'... As Sub-Lunar pointed out in those early years, p-math depended on a certain innate mental agility. Many superb practitioners were also incurably insane, possibly because of that very fact. Leaving aside that very special sub-group to which Sub-Lunar himself belonged - I say no more - the rest were usually highly educated and, in a word, lucky. (Luck being a function of the p-math talent, of course.) Many of them worked for the Joker Institute.
'Such a streak ran through the Sabalos family of Widdershins. For those of you who do not know the world, it is...'
'... just before the birth of his son and his own assassination in the marshes, John III predicted that the boy would die also on the day of his investiture as Chairman of the Planetary Board. The chance of this not happening was so remote as to make a billion-to-one long shot appear a fifty-fifty bet. Yes? I'm sorry. Perhaps I should explain.

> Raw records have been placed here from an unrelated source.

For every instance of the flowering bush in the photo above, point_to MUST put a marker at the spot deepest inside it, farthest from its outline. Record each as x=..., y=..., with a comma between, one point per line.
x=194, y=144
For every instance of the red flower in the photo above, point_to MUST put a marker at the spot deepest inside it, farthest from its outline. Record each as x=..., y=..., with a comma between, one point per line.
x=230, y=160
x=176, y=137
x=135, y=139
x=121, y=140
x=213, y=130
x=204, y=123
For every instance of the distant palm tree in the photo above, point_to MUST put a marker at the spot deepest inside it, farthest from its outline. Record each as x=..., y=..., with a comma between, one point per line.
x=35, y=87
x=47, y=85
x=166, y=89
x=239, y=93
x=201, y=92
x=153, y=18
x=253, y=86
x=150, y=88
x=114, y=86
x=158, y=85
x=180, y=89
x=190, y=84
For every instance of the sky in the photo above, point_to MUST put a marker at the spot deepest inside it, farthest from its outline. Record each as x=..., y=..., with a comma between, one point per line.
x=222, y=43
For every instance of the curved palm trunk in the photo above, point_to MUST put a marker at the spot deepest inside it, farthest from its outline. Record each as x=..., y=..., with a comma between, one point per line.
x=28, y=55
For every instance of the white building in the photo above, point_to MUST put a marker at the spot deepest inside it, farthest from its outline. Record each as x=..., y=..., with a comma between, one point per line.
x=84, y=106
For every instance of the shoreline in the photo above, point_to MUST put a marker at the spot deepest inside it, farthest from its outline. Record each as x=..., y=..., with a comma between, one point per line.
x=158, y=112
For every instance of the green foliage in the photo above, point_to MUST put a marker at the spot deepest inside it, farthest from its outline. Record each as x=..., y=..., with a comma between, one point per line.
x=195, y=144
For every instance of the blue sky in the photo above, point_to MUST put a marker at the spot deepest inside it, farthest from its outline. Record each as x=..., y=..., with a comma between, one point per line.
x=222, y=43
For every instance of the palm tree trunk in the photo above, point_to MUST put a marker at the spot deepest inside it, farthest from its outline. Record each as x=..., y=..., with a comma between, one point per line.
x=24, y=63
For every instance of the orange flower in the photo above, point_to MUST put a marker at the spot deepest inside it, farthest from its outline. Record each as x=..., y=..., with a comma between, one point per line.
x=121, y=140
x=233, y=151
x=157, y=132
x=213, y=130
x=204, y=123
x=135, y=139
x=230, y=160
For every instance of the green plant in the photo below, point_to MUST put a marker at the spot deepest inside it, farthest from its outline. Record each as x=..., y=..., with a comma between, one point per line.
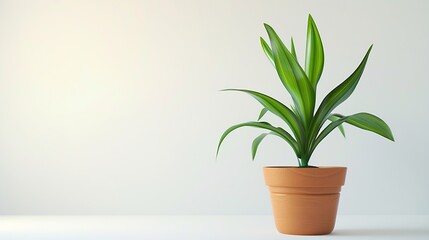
x=304, y=123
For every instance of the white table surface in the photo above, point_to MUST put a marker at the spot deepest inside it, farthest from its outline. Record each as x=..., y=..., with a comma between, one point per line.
x=202, y=227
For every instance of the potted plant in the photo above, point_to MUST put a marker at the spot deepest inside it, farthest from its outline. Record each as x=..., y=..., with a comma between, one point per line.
x=305, y=198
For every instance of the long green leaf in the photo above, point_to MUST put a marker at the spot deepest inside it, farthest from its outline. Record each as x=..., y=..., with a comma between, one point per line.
x=364, y=121
x=267, y=50
x=262, y=113
x=334, y=118
x=264, y=125
x=256, y=142
x=369, y=122
x=336, y=97
x=293, y=77
x=278, y=109
x=292, y=49
x=314, y=57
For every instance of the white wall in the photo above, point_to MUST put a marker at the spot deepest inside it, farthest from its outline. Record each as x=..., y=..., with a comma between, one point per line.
x=112, y=107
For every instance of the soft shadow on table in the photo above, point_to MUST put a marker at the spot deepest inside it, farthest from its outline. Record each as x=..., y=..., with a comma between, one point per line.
x=361, y=232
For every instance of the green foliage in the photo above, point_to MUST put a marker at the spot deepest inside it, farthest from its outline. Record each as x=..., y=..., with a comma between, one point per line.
x=306, y=122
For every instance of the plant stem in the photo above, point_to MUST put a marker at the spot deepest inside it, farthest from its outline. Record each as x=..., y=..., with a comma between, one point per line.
x=302, y=162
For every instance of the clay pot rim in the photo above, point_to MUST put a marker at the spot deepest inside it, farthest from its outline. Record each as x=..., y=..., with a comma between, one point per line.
x=312, y=167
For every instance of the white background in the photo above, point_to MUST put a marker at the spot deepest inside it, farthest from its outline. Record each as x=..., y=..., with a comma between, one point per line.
x=112, y=107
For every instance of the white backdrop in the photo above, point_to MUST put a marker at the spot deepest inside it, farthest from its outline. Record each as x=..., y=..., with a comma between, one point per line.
x=112, y=107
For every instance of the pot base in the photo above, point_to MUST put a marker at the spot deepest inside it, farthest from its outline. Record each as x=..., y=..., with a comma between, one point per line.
x=305, y=200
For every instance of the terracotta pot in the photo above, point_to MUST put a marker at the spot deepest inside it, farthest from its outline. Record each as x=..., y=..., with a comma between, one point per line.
x=305, y=200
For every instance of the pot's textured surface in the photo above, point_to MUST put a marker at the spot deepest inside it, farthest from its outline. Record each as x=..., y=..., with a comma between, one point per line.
x=305, y=200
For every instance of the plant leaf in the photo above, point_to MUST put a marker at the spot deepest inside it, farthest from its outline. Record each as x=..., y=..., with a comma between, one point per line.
x=336, y=97
x=292, y=49
x=264, y=125
x=334, y=118
x=267, y=50
x=365, y=121
x=314, y=56
x=278, y=109
x=263, y=111
x=293, y=77
x=256, y=142
x=369, y=122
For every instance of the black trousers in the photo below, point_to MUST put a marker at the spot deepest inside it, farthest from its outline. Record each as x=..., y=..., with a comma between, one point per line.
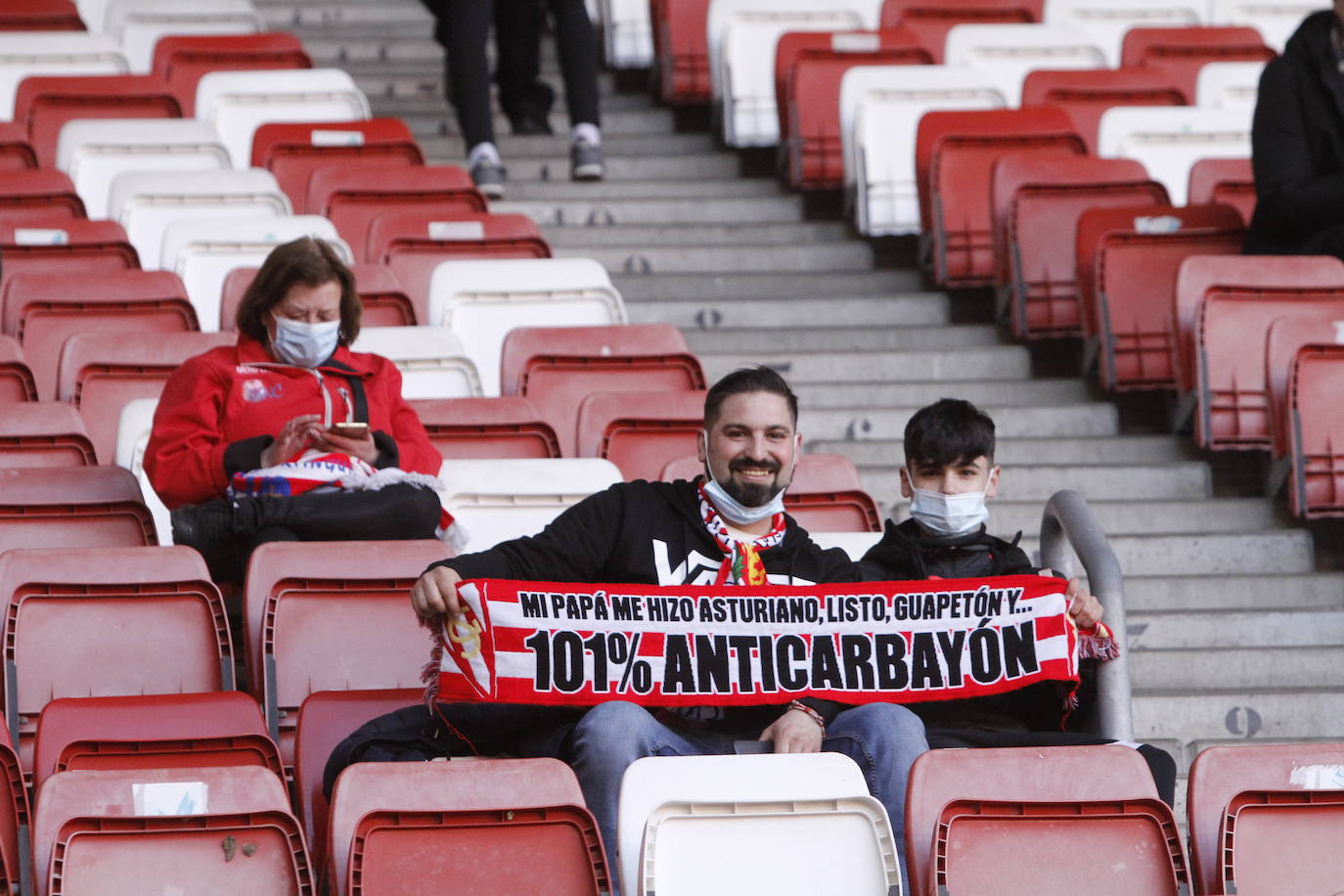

'Suppose p-math had not been discovered. Now, on Earth there was a creature called a horse. Long ago it was realized that if a number of these animals were raced over a set distance one must surely prove faster than the others, and from this there was...'
'... back to the subject in hand. One anomaly in p-math concerned the Jokers, those semi-mythical beings who had left artifacts strewn around half the galaxy. Solid artifacts, indeed, most of them gigantic. According to probability math, the builders of these latter-day tourist attractions had never, ever existed...'
His Furness Dr CrAarg + 458°, in an informal lecture to students at Dis university, A.S. 5,201
Dom woke early, and spent a long time staring at the familiar ceiling paintings of his dome. They had been done by his great-grandfather, in gaudy blues and greens, and depicted a trio of overmuscled fishermen battling an enraged dagon. That was a slander on the dagons, Dom knew: they lacked a nervous system and it was doubtful if they ever thought. They just reacted.